Norton Rose Fulbright partner Ernie van Buuren says that the reduction of the PSL will assist to reduce the cost of conducting shipping business in Australia. He adds that in recent years shipping rates in Australia have surged and this reduction in the levy on ships entering Australian ports will be a welcome measure. 

The government is also committed to supporting the recent Review of Coastal Shipping by the Department of Infrastructure and Regional Development, which aims to optimise the regulation of the coastal shipping industry. The review recently gained momentum and on 8 April 2014 Warren Truss, the Deputy Prime Minister and Minister for the department, announced the release of an options paper on approaches to regulating coastal shipping in Australia.

In May 2014, the department also held an open consultation session in relation to the options to reform the legislation which manages cabotage regulation, which preserves freight routes from one Australian port to another for Australian flagged ships.

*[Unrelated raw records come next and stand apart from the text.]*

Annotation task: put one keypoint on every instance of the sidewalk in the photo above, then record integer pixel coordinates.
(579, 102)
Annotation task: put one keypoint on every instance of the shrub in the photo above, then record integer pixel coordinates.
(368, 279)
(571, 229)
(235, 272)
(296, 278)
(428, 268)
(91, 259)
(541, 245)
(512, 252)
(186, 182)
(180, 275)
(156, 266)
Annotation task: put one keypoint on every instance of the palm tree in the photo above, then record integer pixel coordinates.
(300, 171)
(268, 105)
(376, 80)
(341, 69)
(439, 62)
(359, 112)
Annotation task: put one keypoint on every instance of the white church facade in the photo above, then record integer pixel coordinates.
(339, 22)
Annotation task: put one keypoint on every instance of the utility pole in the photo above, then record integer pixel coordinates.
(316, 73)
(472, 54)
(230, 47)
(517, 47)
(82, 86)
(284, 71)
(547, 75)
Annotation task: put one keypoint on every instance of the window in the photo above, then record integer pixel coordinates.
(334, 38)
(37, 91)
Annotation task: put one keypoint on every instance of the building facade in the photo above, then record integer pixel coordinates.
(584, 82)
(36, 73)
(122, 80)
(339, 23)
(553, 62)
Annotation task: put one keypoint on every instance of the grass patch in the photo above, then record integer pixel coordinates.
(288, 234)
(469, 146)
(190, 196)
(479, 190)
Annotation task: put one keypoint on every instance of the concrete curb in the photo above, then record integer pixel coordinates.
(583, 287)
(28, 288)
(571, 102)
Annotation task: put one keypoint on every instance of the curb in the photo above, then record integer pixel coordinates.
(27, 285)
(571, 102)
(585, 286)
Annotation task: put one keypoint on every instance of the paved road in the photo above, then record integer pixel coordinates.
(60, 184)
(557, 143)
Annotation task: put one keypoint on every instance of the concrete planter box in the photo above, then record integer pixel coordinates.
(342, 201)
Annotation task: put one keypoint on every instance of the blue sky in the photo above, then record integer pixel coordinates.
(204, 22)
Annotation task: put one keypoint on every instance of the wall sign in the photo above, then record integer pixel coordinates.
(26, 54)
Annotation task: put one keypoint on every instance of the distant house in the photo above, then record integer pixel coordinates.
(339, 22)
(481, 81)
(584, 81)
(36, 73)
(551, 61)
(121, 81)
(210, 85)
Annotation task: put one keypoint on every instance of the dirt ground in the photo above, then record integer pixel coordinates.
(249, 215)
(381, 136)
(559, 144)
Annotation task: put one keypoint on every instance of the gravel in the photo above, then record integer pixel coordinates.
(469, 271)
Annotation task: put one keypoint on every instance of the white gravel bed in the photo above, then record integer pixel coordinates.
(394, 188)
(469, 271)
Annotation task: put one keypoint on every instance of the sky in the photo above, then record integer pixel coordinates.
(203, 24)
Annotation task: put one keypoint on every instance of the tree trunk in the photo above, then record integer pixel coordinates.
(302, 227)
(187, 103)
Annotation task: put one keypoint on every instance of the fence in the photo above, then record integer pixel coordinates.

The government is committed to finding a solution to balance the interests of Australian industry participants requiring competitive shipping services, and the interests of shipping stakeholders seeking to develop an Australian flagged fleet.

Mr van Buuren also says that the Australian maritime industry is an unfortunate casualty of the government’s funding cuts. The maritime industry’s long awaited funding injection to support future workforce training needs of local seafarers has been now been cut, with the government set to achieve savings of $5 million over three years by not proceeding with funding for the Sustaining Australia’s Maritime Skills measure announced in last year’s budget.

The decline, over a number of decades, of the Australian maritime workforce has made it difficult to competitively recruit, train and employ Australian crews. Mr van Buuren considers that this budget measure will significantly increase the challenges that already exist to rebuild a strong Australian maritime capability. The shipping task through Australian waters is forecast to double by 2029-30 which will substantially increase demand for maritime technical skills.